7. On domestic policy, Corbyn has surprisingly little to say. The anti-austerity line (his USP) is straight Keynes and the policy prescriptions – an end to social security cuts, lots of borrowing to finance public investment in housing and infrastructure, renationalisation of the railways and so on – though rather vaguely sketched-out, are far from crazy. Corbyn is not going for a 1983 manifesto shopping list (at least so far) and has refrained (again so far) from embracing old panaceas (withdrawal from Europe and devaluation) that stymied Tony Benn in the 1980s and a large part of the soft left well into the 1990s. There are bits of his programme that are very poorly developed. But the main difficulty he has is selling even moderately expansionist and redistributive social democratic proposals on borrowing and taxation to voters, which has been a Labour bugbear for years. The major problem in 1992 was not the radicalism of Labour’s shadow budget but the failure to put its programme over publicly as reasonable and unthreatening: the same was true after 2010. Ed Balls was told to turn off the Keynesian rhetoric in early 2011 – Ed Miliband appointed him shadow chancellor only reluctantly after a few months of Alan Johnson (and getting Balls to shut up on his Keynesian ideas was the defining failure of Miliband’s useless leadership). Backing borrowing for investment is going to be as difficult a trick to play in the future. The voters think domestic budgeting is a model for the state. And is austerity going to be a big issue five years hence? Hunch says yes because British capitalism is so fragile, but it has recovered before and seems to be doing so again.

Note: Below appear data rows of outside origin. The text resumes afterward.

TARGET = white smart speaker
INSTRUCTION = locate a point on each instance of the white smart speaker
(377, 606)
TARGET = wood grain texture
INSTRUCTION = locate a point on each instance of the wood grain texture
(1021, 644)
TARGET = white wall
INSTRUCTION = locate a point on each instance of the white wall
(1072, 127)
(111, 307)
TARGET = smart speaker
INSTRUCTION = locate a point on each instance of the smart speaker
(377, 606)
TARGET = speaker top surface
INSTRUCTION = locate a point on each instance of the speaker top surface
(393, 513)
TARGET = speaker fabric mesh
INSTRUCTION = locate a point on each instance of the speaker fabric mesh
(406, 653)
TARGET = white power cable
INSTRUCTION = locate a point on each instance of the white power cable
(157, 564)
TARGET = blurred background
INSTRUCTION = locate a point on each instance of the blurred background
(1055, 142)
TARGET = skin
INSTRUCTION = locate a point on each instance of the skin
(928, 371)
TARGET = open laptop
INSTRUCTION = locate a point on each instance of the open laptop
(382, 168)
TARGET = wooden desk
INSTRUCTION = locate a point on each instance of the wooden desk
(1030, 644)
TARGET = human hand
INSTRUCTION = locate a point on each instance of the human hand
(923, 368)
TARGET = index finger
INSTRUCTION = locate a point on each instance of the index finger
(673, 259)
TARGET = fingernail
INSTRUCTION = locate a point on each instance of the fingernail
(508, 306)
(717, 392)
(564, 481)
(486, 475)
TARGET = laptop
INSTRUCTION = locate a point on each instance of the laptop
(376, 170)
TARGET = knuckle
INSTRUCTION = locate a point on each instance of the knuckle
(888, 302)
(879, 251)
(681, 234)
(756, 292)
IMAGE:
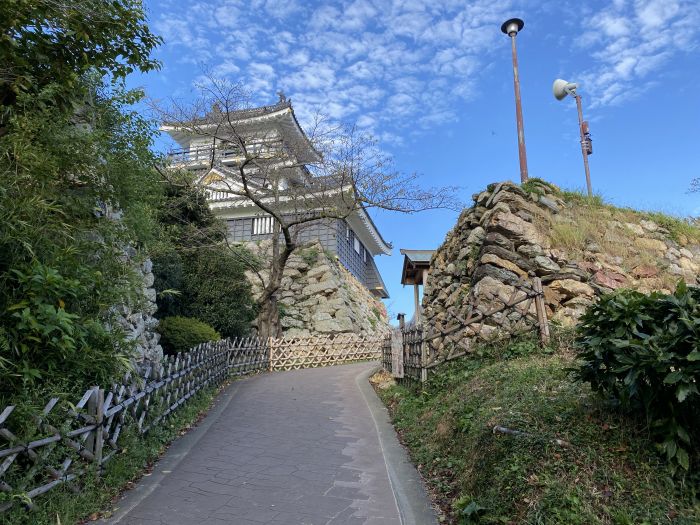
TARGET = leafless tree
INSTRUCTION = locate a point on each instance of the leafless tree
(345, 173)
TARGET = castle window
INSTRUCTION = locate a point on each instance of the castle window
(262, 225)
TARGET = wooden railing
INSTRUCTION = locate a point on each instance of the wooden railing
(408, 355)
(56, 447)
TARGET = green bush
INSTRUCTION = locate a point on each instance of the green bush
(197, 274)
(643, 351)
(180, 334)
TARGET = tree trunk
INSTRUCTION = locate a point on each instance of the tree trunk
(269, 319)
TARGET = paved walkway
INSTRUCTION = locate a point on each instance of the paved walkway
(304, 447)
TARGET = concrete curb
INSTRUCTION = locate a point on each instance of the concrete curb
(177, 451)
(415, 507)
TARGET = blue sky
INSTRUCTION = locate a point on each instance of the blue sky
(433, 81)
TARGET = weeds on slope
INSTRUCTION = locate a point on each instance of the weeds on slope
(602, 470)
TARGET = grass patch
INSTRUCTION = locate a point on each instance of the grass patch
(610, 474)
(138, 453)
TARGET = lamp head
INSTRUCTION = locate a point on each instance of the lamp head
(561, 88)
(512, 27)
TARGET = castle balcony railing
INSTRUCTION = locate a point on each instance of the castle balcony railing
(204, 154)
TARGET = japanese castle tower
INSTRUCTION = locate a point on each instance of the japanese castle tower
(273, 132)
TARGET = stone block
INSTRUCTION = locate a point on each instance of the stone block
(650, 244)
(570, 288)
(490, 258)
(515, 228)
(545, 265)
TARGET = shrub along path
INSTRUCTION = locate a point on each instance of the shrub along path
(303, 447)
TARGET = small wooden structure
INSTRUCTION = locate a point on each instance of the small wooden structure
(416, 264)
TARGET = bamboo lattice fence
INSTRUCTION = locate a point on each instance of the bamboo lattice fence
(292, 354)
(67, 440)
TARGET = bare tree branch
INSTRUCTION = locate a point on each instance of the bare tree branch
(334, 172)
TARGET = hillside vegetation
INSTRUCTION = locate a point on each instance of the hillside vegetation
(604, 470)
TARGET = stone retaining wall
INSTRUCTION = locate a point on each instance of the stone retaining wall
(318, 295)
(580, 250)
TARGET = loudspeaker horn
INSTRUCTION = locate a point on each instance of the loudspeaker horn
(561, 88)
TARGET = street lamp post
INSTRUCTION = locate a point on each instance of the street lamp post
(511, 28)
(561, 89)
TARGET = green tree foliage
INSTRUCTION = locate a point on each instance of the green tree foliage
(197, 273)
(643, 351)
(181, 334)
(55, 43)
(62, 265)
(74, 157)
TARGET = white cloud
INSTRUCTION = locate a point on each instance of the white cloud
(628, 41)
(390, 65)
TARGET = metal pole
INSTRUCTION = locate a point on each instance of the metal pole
(519, 113)
(584, 149)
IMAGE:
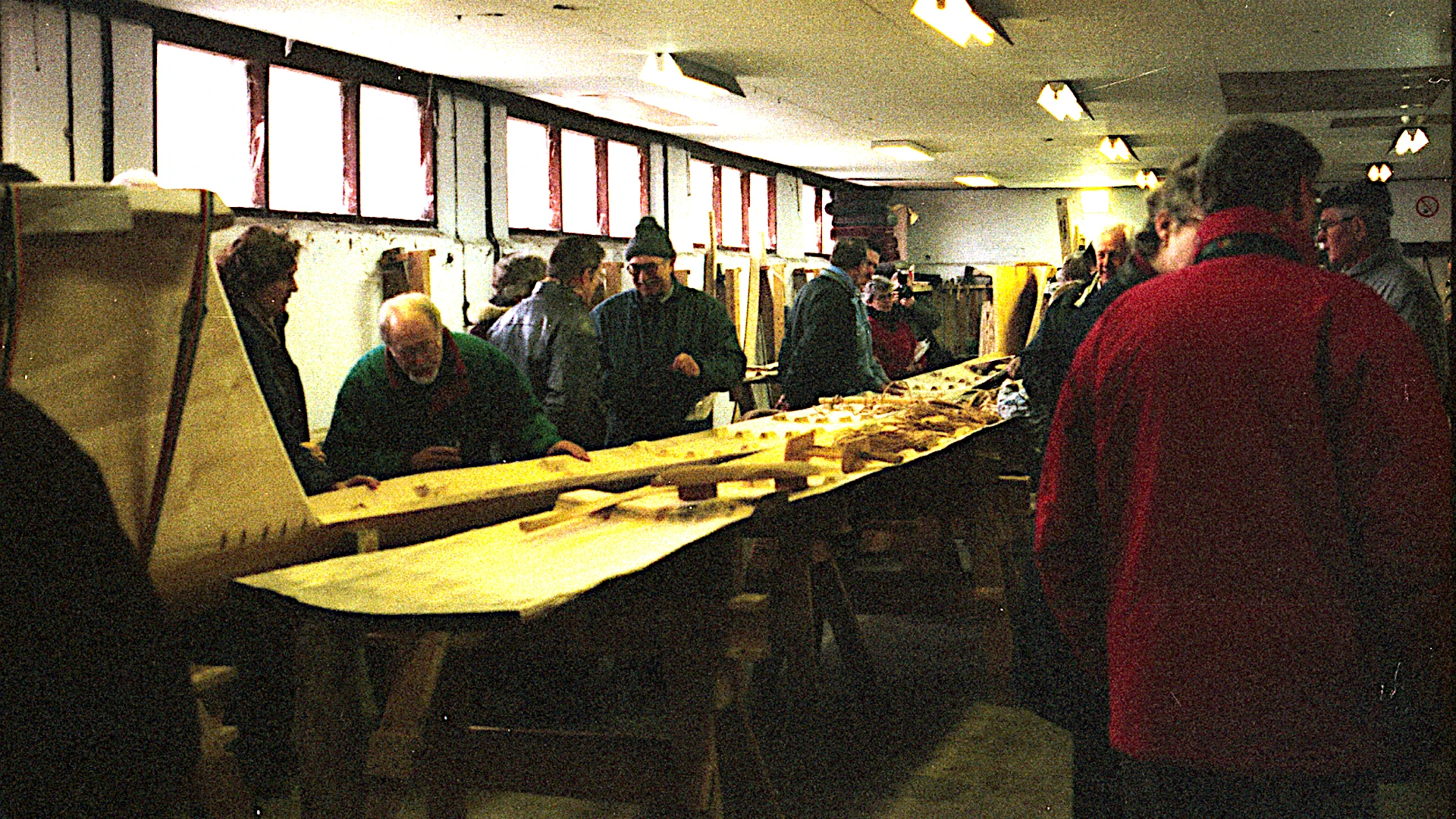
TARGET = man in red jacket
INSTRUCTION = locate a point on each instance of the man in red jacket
(1244, 519)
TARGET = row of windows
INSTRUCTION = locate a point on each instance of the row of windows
(286, 140)
(558, 180)
(267, 136)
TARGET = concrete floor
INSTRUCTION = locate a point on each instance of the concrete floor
(925, 744)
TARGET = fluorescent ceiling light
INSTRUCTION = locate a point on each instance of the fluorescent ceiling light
(1062, 102)
(688, 77)
(977, 181)
(1410, 140)
(954, 19)
(905, 150)
(1116, 149)
(1097, 202)
(625, 108)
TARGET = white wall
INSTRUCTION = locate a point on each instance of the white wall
(998, 226)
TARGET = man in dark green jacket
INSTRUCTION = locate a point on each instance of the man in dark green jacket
(663, 347)
(435, 400)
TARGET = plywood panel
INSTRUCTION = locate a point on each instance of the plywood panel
(471, 134)
(86, 96)
(96, 340)
(1015, 297)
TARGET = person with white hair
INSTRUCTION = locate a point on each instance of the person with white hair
(428, 398)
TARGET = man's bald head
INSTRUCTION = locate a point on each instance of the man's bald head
(1111, 249)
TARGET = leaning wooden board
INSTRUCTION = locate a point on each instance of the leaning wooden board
(104, 279)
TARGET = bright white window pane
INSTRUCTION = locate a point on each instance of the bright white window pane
(579, 183)
(759, 207)
(807, 218)
(623, 187)
(305, 142)
(392, 175)
(202, 123)
(733, 207)
(528, 175)
(824, 222)
(699, 199)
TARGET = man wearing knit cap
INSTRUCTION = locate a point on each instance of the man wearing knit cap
(1354, 228)
(664, 347)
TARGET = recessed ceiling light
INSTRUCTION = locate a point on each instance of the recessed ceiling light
(1116, 149)
(1097, 202)
(1410, 140)
(689, 77)
(977, 181)
(1062, 102)
(956, 19)
(905, 150)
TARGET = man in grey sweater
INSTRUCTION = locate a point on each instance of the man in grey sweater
(1354, 228)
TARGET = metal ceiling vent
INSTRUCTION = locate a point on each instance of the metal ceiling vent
(1351, 89)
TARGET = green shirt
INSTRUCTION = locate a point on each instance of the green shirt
(479, 403)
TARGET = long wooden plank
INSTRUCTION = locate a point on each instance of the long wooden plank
(503, 569)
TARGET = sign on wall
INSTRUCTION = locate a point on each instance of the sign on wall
(1423, 210)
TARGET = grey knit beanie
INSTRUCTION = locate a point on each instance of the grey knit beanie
(650, 241)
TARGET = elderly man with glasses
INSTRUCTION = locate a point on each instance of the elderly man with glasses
(428, 398)
(664, 347)
(1354, 229)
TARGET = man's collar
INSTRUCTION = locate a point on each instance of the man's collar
(1248, 219)
(843, 276)
(1134, 271)
(1381, 254)
(274, 324)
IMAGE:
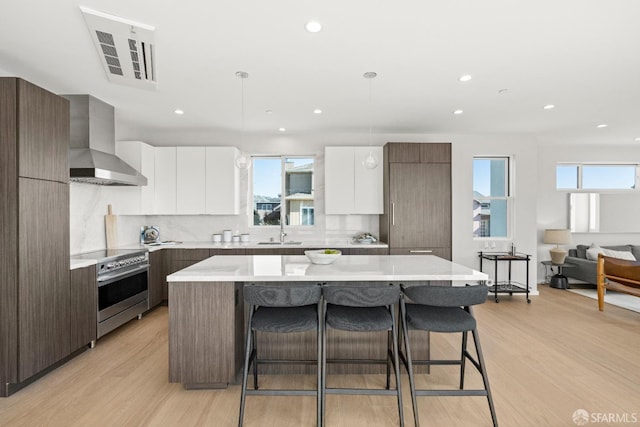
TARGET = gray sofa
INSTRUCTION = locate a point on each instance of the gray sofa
(585, 269)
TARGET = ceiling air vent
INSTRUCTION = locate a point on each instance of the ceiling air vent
(126, 48)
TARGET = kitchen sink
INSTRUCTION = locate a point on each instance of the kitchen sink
(279, 243)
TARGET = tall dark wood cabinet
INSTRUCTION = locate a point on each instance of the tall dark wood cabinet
(34, 231)
(417, 199)
(84, 306)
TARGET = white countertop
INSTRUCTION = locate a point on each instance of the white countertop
(81, 263)
(266, 268)
(316, 244)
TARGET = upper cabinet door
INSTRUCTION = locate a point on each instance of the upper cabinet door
(350, 188)
(134, 200)
(190, 185)
(338, 180)
(165, 171)
(367, 191)
(43, 133)
(222, 181)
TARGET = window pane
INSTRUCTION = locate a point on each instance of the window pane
(299, 191)
(567, 176)
(490, 177)
(490, 218)
(608, 177)
(267, 189)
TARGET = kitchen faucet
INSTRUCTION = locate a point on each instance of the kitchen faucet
(282, 233)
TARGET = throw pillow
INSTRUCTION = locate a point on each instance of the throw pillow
(618, 254)
(594, 250)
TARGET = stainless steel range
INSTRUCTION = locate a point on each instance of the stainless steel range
(123, 286)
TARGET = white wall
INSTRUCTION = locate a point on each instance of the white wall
(89, 203)
(553, 205)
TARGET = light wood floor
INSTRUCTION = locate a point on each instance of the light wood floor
(545, 360)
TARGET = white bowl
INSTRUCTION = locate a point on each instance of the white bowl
(319, 257)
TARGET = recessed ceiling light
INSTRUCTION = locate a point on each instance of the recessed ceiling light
(313, 26)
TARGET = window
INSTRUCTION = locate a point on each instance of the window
(283, 182)
(596, 177)
(491, 197)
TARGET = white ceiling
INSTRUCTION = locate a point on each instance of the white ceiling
(581, 55)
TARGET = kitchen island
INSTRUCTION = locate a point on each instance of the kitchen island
(207, 319)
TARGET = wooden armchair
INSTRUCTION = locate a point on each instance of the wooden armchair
(618, 275)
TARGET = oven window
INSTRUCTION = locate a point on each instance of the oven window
(120, 290)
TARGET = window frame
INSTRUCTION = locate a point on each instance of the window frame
(283, 183)
(508, 197)
(580, 174)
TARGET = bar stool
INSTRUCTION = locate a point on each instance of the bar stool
(281, 308)
(362, 307)
(445, 309)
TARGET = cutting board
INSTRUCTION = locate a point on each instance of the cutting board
(111, 229)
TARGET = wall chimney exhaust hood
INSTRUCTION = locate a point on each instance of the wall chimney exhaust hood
(92, 157)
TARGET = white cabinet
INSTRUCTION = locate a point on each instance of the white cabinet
(165, 177)
(181, 180)
(350, 188)
(222, 181)
(137, 200)
(190, 180)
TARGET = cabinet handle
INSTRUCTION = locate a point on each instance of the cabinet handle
(393, 214)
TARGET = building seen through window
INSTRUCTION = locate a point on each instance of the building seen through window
(283, 189)
(491, 197)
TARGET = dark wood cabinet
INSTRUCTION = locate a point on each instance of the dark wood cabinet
(156, 279)
(43, 132)
(83, 307)
(43, 275)
(417, 198)
(34, 231)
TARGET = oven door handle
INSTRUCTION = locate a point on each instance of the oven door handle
(110, 278)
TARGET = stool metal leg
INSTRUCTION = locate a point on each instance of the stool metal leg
(409, 363)
(396, 360)
(323, 375)
(245, 370)
(485, 379)
(320, 347)
(463, 358)
(254, 358)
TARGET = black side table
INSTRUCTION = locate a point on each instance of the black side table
(558, 280)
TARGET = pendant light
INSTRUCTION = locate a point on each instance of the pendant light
(370, 162)
(243, 161)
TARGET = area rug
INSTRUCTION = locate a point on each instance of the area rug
(612, 297)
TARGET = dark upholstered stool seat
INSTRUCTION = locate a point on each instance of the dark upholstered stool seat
(439, 319)
(281, 308)
(285, 319)
(362, 307)
(358, 318)
(445, 309)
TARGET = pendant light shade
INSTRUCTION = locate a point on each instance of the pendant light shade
(370, 162)
(243, 161)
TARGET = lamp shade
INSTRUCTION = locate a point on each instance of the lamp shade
(557, 236)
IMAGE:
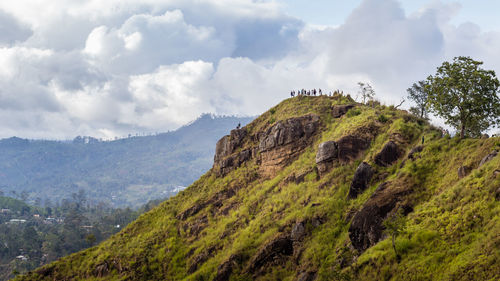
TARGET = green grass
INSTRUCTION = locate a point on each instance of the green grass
(451, 235)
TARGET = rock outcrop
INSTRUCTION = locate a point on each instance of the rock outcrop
(366, 228)
(389, 154)
(226, 268)
(278, 145)
(271, 252)
(463, 171)
(351, 146)
(488, 158)
(284, 141)
(327, 153)
(340, 110)
(307, 276)
(361, 180)
(298, 232)
(224, 161)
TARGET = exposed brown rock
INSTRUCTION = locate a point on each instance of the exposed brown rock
(195, 227)
(361, 180)
(284, 141)
(351, 146)
(306, 276)
(272, 252)
(327, 153)
(414, 151)
(463, 171)
(191, 210)
(340, 110)
(200, 259)
(101, 270)
(389, 154)
(226, 268)
(298, 232)
(366, 228)
(488, 158)
(224, 161)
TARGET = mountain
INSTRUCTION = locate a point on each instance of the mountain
(318, 188)
(124, 172)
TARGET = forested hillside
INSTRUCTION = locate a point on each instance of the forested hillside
(318, 188)
(124, 172)
(32, 236)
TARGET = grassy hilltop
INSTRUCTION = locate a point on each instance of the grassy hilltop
(248, 220)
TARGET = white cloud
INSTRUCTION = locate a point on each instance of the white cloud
(107, 68)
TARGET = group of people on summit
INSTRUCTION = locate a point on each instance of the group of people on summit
(312, 92)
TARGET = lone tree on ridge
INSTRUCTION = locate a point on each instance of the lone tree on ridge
(465, 95)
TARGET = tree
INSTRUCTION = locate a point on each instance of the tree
(366, 91)
(394, 226)
(418, 93)
(465, 95)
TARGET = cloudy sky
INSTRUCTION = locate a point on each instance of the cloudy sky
(110, 68)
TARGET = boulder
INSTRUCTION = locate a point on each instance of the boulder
(326, 155)
(200, 259)
(366, 227)
(280, 246)
(488, 158)
(306, 276)
(224, 160)
(361, 180)
(283, 142)
(226, 268)
(414, 151)
(327, 151)
(289, 131)
(298, 232)
(463, 171)
(340, 110)
(388, 155)
(351, 146)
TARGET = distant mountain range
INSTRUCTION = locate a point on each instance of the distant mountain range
(124, 172)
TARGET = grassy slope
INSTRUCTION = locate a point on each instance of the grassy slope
(453, 234)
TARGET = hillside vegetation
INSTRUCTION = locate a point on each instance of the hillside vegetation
(125, 173)
(302, 193)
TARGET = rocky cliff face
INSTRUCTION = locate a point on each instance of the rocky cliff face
(302, 193)
(276, 146)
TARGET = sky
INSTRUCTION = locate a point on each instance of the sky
(117, 67)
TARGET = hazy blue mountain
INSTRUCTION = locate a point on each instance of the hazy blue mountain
(124, 172)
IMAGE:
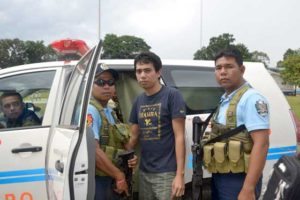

8. Which brings us to the question of electability. Corbyn is obviously electable as Labour Party leader unless the opinion polls have got it very badly wrong – and he has been elected as Labour MP for Islington North for more than 30 years. But is he a credible prime minister? No. Outside London, he can't sell his economic and social policies, and he can't sell his foreign policy anywhere. Labour won in London in 2015, but it needs to win in Scotland, the West Midlands and the south and east of England. Corbyn is not the one to do it.
9. I’m voting Yvette Cooper for leader and Stella Creasy for deputy.